Dr. Sun’s research focuses on the molecular and cellular mechanisms involved in the regulation of endothelial dysfunction and inflammation under various pathophysiological conditions, such as atherosclerosis, restenosis, sepsis, and acute lung injury. The ultimate goal of our research is to provide clinical translation for the prevention and treatment of cardiovascular diseases.
Molecular mechanisms of vascular inflammation
Vascular inflammation plays an important role in the development and progression of cardiovascular diseases, such as atherosclerosis and diabetic vascular complications. Recently, we identified two key molecules, namely orphan nuclear receptor Nur77 and Protein-L-isoaspartate O-methyltransferase (PIMT), in vascular endothelial cells that have been shown to play a key role in vascular inflammation, endothelial barrier dysfunction, and vascular ageing.
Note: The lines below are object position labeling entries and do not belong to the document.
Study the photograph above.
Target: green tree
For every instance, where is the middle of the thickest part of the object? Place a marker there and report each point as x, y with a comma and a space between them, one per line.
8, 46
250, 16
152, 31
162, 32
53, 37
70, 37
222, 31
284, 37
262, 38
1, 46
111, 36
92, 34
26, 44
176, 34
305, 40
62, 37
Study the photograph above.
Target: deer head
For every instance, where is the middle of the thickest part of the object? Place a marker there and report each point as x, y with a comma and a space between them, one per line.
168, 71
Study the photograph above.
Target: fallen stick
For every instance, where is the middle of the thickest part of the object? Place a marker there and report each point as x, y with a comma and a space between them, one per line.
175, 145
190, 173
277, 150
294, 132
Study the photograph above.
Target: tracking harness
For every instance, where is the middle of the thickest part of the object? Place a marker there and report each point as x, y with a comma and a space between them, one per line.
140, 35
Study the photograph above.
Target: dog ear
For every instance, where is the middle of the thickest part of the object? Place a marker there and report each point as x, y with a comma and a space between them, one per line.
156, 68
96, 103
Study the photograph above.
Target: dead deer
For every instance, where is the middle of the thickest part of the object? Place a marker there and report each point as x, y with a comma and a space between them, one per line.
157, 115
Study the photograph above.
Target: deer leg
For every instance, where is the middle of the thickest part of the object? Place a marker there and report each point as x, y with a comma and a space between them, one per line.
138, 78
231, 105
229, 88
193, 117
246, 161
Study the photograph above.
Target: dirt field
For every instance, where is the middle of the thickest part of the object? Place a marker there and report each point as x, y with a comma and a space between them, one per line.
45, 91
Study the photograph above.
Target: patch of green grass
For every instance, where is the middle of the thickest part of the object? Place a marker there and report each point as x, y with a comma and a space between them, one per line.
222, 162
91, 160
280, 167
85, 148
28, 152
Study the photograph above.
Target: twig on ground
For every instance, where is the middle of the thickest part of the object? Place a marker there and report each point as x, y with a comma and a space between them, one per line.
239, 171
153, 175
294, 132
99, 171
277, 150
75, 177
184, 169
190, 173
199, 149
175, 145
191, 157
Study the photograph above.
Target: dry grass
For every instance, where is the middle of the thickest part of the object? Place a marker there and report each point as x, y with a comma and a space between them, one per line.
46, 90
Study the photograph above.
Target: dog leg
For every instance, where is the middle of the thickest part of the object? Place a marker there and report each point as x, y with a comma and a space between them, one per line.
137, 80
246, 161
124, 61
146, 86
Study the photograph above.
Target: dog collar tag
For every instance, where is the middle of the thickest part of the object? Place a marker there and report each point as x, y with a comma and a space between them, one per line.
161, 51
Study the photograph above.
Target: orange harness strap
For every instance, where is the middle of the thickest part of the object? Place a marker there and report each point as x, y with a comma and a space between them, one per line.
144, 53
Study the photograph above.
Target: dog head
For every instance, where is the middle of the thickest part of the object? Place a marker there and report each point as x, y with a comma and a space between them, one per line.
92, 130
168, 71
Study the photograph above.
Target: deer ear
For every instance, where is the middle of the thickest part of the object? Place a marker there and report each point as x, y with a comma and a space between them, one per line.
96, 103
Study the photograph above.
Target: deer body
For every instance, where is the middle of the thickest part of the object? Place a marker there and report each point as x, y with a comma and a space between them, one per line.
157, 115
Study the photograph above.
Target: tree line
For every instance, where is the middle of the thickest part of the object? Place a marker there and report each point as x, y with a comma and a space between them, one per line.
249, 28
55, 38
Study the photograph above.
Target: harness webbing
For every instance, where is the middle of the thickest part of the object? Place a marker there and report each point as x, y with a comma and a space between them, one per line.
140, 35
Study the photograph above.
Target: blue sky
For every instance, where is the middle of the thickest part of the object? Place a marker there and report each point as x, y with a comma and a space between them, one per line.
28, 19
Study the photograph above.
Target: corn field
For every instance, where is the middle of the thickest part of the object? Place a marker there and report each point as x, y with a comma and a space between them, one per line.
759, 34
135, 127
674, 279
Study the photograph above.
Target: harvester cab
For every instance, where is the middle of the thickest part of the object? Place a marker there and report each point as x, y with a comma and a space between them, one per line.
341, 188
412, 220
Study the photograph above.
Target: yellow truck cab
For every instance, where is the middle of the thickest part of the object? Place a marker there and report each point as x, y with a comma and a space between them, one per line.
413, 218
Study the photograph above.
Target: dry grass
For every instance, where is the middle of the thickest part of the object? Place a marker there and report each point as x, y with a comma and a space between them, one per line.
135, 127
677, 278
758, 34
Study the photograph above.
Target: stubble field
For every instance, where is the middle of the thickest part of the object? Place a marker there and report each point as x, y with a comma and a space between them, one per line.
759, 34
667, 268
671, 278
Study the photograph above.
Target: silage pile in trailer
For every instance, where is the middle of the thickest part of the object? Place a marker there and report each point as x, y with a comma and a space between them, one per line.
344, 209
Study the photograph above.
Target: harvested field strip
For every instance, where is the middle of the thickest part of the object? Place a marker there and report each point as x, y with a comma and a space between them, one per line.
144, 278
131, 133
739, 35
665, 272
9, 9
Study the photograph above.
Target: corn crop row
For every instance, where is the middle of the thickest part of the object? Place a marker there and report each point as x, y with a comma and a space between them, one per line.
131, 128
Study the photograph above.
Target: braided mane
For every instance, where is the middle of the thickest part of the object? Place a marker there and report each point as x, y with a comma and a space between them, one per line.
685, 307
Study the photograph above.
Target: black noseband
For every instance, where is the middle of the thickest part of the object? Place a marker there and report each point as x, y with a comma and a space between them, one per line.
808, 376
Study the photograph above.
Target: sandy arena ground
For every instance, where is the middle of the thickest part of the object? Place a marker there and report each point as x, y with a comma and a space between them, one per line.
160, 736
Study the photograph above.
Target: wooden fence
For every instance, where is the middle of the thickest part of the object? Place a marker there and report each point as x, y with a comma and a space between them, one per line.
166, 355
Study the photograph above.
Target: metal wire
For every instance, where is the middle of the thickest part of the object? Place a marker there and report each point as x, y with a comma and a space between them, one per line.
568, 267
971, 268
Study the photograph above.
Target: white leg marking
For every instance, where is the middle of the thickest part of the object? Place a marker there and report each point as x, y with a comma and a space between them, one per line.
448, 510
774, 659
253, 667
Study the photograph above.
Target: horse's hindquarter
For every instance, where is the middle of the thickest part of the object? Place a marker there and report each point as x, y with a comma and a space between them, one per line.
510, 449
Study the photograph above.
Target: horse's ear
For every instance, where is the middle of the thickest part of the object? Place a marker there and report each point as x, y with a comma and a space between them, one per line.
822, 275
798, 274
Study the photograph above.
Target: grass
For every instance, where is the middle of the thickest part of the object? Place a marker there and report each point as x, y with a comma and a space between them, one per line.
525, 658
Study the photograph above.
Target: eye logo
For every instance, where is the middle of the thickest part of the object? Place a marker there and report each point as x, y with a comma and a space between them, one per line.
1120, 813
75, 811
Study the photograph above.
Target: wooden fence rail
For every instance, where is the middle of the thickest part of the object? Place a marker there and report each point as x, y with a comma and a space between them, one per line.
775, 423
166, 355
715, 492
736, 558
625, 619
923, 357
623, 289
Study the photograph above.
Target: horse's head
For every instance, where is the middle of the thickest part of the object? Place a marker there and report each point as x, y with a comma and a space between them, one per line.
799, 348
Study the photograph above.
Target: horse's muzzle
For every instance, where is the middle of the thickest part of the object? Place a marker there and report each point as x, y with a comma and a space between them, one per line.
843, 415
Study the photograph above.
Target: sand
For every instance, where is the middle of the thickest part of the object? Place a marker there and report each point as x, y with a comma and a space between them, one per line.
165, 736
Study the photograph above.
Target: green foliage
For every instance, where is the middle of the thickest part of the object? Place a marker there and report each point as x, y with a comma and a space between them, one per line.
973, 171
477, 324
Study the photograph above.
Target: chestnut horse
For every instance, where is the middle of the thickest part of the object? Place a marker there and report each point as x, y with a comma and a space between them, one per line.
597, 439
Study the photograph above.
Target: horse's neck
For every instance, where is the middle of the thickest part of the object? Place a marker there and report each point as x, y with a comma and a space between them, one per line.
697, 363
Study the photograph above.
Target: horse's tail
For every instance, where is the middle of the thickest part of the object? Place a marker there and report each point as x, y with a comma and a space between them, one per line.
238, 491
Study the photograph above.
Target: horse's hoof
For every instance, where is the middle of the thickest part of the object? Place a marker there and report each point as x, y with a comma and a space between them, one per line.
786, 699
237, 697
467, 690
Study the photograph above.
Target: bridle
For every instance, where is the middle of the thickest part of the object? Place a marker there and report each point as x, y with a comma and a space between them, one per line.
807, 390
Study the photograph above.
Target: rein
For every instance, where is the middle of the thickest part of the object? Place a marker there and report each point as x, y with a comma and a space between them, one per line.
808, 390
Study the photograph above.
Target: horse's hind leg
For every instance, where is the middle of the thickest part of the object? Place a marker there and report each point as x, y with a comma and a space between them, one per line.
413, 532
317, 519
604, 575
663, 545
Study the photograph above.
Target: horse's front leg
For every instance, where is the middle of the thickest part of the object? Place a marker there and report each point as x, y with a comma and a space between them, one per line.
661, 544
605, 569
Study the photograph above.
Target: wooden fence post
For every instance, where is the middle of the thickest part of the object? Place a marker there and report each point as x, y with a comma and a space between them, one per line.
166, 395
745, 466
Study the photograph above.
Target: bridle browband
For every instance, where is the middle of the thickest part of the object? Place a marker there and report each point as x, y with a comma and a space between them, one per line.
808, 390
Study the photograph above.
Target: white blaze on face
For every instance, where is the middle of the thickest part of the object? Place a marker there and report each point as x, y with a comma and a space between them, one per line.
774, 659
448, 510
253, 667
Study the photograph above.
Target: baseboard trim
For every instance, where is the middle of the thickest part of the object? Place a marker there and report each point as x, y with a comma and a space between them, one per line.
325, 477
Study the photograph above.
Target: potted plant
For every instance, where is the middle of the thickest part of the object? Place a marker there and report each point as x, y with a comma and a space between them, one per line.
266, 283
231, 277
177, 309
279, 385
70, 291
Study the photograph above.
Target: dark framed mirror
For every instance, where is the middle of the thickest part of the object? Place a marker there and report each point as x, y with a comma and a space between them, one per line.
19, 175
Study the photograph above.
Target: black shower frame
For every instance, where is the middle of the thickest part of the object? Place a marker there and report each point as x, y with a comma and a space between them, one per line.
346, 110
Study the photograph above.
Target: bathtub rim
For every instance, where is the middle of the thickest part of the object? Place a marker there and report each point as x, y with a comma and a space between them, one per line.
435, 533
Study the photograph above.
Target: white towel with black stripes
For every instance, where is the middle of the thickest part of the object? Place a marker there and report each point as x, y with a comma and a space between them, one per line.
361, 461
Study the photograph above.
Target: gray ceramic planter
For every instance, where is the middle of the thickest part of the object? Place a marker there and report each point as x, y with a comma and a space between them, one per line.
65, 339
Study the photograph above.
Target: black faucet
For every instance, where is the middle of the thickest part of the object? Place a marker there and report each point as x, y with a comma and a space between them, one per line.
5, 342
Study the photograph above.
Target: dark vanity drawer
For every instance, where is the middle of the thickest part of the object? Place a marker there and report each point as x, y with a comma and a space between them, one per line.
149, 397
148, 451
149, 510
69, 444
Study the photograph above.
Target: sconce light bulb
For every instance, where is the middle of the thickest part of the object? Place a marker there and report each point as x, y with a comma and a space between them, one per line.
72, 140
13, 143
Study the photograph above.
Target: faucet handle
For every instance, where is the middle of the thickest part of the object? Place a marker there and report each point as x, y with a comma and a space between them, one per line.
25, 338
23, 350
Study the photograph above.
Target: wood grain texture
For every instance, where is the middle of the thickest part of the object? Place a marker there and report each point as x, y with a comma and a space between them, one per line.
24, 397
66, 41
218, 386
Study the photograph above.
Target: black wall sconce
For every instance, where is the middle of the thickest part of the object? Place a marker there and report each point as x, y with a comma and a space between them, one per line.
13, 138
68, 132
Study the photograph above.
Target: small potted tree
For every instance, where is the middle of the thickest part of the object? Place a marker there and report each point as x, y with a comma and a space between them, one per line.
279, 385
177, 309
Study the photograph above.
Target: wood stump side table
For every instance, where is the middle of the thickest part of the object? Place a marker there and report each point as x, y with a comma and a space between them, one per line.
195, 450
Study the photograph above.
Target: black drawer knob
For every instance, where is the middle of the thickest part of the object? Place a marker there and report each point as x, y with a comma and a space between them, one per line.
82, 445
We are seeking to understand how they regulate endothelial hemostasis and barrier dysfunction and to develop novel strategies to improve endothelial function or barrier integrity to combat cardiovascular diseases, such as atherosclerosis, restenosis, and acute lung injury.
Effects of shear stress on endothelial homeostasis
Endothelial cells (ECs) that line blood vessels are constantly exposed to two types of shear stress: unidirectional laminar shear stress (LSS) and oscillatory shear stress (OSS). LSS has been shown to attenuate vascular inflammation, platelet activation, and endothelial barrier dysfunction, whereas OSS exerts the opposite effects. Dr. Sun’s lab has identified a novel gene, namely Latexin that has been shown to play a key role in this process. Recent findings from Dr. Sun’s laboratory have demonstrated that Latexin is a key player in regulating vascular permeability, smooth muscle cell proliferation, and platelet function. Presently, Dr. Sun’s lab has successfully developed several genetic tools and Latexin inhibitory agents to determine whether targeting Latexin is effective for the treatment of atherothrombosis, acute lung injury, and abdominal aortic aneurysm in various preclinical models of cardiovascular diseases.